PSA: <random>’s distributions are stateful

Twice in the past week I’ve run into this issue (once on Code Review StackExchange and once on Slack), so I thought I’d make a blog post about it.

Distributions are stateful!

Consider the following code:

std::mt19937 g;
std::cout << std::uniform_int_distribution<int>(0, 10)(g) << '\n';

This code works fine. But, a student may think, let’s pull out the distribution into a named local variable:

std::mt19937 g;
const auto dist = std::uniform_int_distribution<int>(0, 10);
std::cout << dist(g) << '\n';

This code does not compile (except on MSVC, which is how I think students get lulled into thinking it’s correct). The problem is that dist’s operator() is not const-qualified, so you can’t call it on a const-qualified object. (See const is a contract” (2019-01-03).)

The operator() is not const-qualified because — just like the operator() of std::mt19937 itself — a call to that operator may modify the internal state of the distribution. That’s right, distributions are just as stateful as random number engines!

Why might a distribution want to keep internal state? Well, the most popular algorithm for producing numbers in a bell-shaped normal distribution is the Box–Muller transform, which produces two independently distributed outputs in a single computation. libc++ (here) uses the Marsaglia polar method, which similarly produces two results at a time. Having computed those two results, it would be wasteful to throw the second one away; so std::normal_distribution will cache the second result inside itself until the user asks for another output.

For uniform_int_distribution, which produces one value at a time, there’s no need to keep any internal state (other than the parameters min and max); but all vendors except MSVC continue to mark uniform_int_distribution::operator()() as non-const, for two reasons:

  • The Standard mandates that they do it. Vendors are not free to arbitrarily add const to random member functions. [EDIT: Oops! [member.functions]/2 seems to say that vendors are free to do that! Really? Thanks to Tim Song for bringing this to my attention.)

  • It protects against Hyrum’s Law. If your code compiles with uniform_real_distribution but fails to compile when you change it to normal_distribution, that’s brittle code. It’s beneficial for all distributions to have the same API and conform to the same concepts.
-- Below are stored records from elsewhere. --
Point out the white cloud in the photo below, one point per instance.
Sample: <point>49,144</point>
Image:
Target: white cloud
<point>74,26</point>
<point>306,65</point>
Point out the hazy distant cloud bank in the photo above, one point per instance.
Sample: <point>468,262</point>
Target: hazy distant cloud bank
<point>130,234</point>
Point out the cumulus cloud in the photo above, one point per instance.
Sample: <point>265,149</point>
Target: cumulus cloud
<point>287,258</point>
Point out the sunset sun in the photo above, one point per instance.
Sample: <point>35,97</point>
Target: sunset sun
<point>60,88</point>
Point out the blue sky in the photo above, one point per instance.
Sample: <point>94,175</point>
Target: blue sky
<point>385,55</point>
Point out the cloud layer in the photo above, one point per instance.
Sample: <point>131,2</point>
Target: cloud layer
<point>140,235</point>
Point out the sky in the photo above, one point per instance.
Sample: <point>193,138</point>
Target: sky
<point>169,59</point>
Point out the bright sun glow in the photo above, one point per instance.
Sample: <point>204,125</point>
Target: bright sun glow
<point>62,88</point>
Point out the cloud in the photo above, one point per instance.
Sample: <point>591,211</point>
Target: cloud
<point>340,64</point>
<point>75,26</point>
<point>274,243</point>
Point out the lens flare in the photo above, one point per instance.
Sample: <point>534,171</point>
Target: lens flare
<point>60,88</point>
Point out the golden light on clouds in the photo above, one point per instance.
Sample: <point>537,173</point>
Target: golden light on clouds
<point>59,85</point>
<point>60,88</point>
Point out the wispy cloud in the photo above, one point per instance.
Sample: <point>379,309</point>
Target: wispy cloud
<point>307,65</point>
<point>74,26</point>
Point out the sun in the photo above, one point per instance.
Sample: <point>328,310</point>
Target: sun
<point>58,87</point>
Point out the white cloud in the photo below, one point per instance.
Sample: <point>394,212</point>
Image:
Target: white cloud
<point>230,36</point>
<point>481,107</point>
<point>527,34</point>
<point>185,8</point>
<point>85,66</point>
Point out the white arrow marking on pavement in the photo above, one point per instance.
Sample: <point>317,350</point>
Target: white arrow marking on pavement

So, engines and distributions are both stateful. You can observe the effects of these two different levels of statefulness with a test program like this (Godbolt):

template<class G, class D, class F>
void f(G& g, D& d, F reset_some_stuff) {
    g.seed(1);
    d.reset();
    printf("Expected output:                            ");
    printf("%0.2f ", d(g));
    printf("%0.2f ", d(g));
    printf("%0.2f ", d(g));
    printf("%0.2f ", d(g));
    printf("%0.2f ...\n", d(g));
    g.seed(1);
    d.reset();
    reset_some_stuff();
    printf("%0.2f ", d(g));
    printf("%0.2f ", d(g));
    printf("%0.2f ...\n", d(g));
}

int main() {
    std::mt19937 g;
    std::normal_distribution<float> dist(0.5f, 1.0f / 6);

    f(g, dist, [&]() {
        dist(g);
        printf("Grab one, then reset both:                  ");
        g.seed(1); dist.reset();
    });
    f(g, dist, [&]() {
        dist(g);
        printf("Grab one, then reset just the engine:  ");
        g.seed(1);
    });
    f(g, dist, [&]() {
        dist(g);
        printf("Grab one, then reset just the distribution:           ");
        dist.reset();
    });
    f(g, dist, [&]() {
        dist(g);
        printf("Grab one, then reset neither:                    ");
    });
}

Interestingly enough, you can also observe that the normal_distributions of libstdc++ and libc++ produce their outputs using the same algorithm… but produce them in reversed order! This illustrates another common <random> pitfall (and a personal pet peeve of mine): the standard library’s distributions are not portable from one implementation to another. If you are generating random numbers for use in simulations or games where you need reproducible results, you can get away with using the standard random number engines (if you don’t care about performance), but you should never use the standard distributions to produce your random results, if you care about being able to reproduce those results later on someone else’s machine.

Posted 2019-10-22